In our class of 507, a few girls did seem to have it all together all the time, pulling into the parking lot looking as if Cinderella's animated birds had carried their clothing to them that morning, trilling and leaving berries in their wake. Laura was one of those girls, completing whatever perfect ensemble she had chosen with blonde waves that Farrah Fawcett would have envied.

You know the type. She was a girl whom those of us less physically fortunate would have had countless reasons to envy. But she wasn’t a “mean girl” – although I didn’t know her nearly as well as others did, I knew it was impossible to feel anything negative about her because she was just so genuinely nice. I admired her, but if I had allowed myself to feel jealous, it just wouldn’t have seemed right.

Here's just one of the reasons I felt that way. This was the Laura I remember:

“Congratulations on making cheerleading, Laura!” I said one morning after results had been posted.

“Oh, thanks – I was really surprised!” she responded, wide-eyed and smiling. “I’m so happy that so many girls were able to make it, but it really makes me sad for the ones that didn’t. I’m going to talk to (so-and-so, the cheerleading moderator) to see if we can have a larger squad.” And she would, and lo and behold, a few other girls would have their days made … which of course made Laura even happier.

Or there was this. I won some minor writing contest once, and the school newspaper carried a little blurb. I had a class with Laura and she gave me a hug and congratulated me. I remember trying to downplay whatever award it was, as it really wasn’t a big deal; I think it may have involved a $25 prize.

Laura, whom everyone liked so much that she was voted homecoming queen, responded: “It IS a big deal. I’d give anything to have a talent like yours.”  And I remember thinking, “What?!” But her words stayed with me.  I guess they’re still with me.

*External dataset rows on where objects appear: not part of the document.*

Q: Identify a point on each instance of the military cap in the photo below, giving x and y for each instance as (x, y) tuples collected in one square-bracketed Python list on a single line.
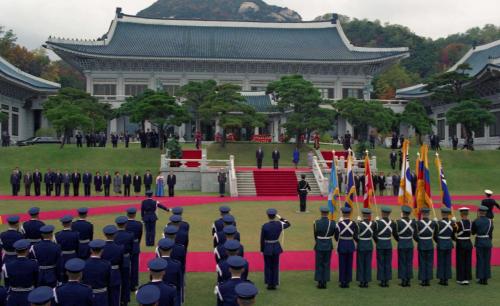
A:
[(22, 245), (157, 265), (246, 291), (75, 265), (166, 244), (232, 245), (148, 295), (47, 229), (236, 262), (41, 295)]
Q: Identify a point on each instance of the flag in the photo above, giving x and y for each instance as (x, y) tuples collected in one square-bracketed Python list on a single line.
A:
[(369, 195), (445, 193), (333, 191)]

Or this: I need to stress, again, how beautiful this girl was. But I walked into the girls’ restroom one day to see her peering into the mirror with her face smushed so close to it that she was leaving breath marks.  She turned and smiled apologetically.

“There’s a booger all the way up my nose, and when I breathe, I feel like it’s coming out,” she said.

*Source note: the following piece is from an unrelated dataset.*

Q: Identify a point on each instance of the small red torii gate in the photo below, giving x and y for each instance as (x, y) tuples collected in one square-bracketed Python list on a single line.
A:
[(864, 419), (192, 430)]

The fact that Laura admitted to having boogers, in and of itself, made me like her even more.

I lost touch with Laura after high school, but as we grew older and settled in the same community, I’d run into her every now and again, usually at Target or the grocery store.  She still had that wide-eyed smile, and responded to everything I told her about my life or my kids as if those tidbits were the greatest pieces of information ever. And once, when I wrote a newspaper column that resonated with her, she took the time to send a personal, heartfelt note. 

Laura died this morning, and it feels almost disingenuous that I'm so broken-hearted at the news; so many of our classmates knew her far better than I did, sharing years upon years of experiences.  But I read not long ago that the people who impact our high-school selves are the ones whose imprints remain on us because they’re helping, during some emotionally driven years, to shape the people we ultimately become.

What a legacy it would be to have been poised enough as a teenager that to know that people never forget the way you make them feel. How fortunate I am that Laura left an imprint on me. I can only imagine that I am one of hundreds, thousands, whose days were made better because of her.